- Born: 5 February 1815 Lostwithiel, Cornwall, England
- Died: 26 January 1855 (aged 39) Attock, Punjab, India
- Parent(s): John Hext Elizabeth Staniforth

= Charles Staniforth Hext =

British military officer and artist

Captain Charles Staniforth Hext (5 February 1815 – 26 January 1855) was a British military officer and artist.

Hext was born to Captain John Hext and Elizabeth Staniforth, on 5 February 1815. His mother was the daughter of Thomas Staniforth, former Lord Mayor of Liverpool, and his father a military captain.

He joined the 4th King's Own Regiment in 1835 and was stationed in New South Wales. He arrived at Hobart, Tasmania on 12 November 1836, before being sent to India in 1837.

He returned to Hobart on 24 November 1842, after narrowly escaping the wreck of the Waterloo convict ship in Cape Town.
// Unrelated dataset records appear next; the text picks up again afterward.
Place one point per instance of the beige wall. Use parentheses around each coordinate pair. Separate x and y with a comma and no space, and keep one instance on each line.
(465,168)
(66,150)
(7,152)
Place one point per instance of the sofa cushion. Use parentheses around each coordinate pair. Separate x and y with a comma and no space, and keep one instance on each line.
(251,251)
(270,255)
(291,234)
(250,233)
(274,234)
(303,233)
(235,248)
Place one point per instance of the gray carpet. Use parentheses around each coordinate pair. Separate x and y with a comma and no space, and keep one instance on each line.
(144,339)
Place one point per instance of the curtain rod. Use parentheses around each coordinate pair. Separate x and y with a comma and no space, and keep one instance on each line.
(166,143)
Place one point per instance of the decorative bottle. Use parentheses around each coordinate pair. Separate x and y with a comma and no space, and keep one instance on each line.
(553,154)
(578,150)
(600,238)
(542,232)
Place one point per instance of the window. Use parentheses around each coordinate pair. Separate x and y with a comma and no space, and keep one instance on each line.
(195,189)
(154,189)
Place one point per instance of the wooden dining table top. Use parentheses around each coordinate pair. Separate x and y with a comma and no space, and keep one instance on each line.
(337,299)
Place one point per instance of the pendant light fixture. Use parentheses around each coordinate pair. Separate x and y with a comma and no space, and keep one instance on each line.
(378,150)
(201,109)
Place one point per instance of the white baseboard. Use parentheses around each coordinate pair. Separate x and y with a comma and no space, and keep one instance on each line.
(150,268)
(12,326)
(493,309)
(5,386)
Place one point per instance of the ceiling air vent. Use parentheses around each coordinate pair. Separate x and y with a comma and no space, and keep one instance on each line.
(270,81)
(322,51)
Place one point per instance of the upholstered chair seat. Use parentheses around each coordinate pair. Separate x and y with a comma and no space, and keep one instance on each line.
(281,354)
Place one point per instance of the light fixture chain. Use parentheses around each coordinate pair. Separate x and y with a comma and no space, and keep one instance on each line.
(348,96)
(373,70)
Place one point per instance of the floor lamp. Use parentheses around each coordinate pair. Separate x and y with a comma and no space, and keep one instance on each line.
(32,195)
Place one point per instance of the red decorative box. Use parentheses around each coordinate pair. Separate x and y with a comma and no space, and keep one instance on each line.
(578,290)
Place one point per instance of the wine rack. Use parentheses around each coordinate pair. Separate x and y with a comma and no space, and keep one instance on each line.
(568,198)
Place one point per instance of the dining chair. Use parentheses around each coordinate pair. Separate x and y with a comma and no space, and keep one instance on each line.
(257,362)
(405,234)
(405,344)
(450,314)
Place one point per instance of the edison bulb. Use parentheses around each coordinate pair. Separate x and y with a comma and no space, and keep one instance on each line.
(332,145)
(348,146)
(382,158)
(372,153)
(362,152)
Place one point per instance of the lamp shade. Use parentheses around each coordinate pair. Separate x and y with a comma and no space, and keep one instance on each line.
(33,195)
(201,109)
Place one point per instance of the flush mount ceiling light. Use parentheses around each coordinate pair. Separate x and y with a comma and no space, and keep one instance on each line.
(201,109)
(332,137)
He returned to India in 1843 where he remained with his regiment until his death in Attock, Punjab on 26 January 1855 of apoplexy.

==Art==
Charles was also known for his Lithography, which he created during his time in Australia. Some of these were published in 1845 by Charles Hutchins in Liverpool.

== Collections ==
Hext's work is held in the permanent collection of the National Gallery of Australia; the National Library of Australia; the National Museum of Australia; and the State Library of New South Wales.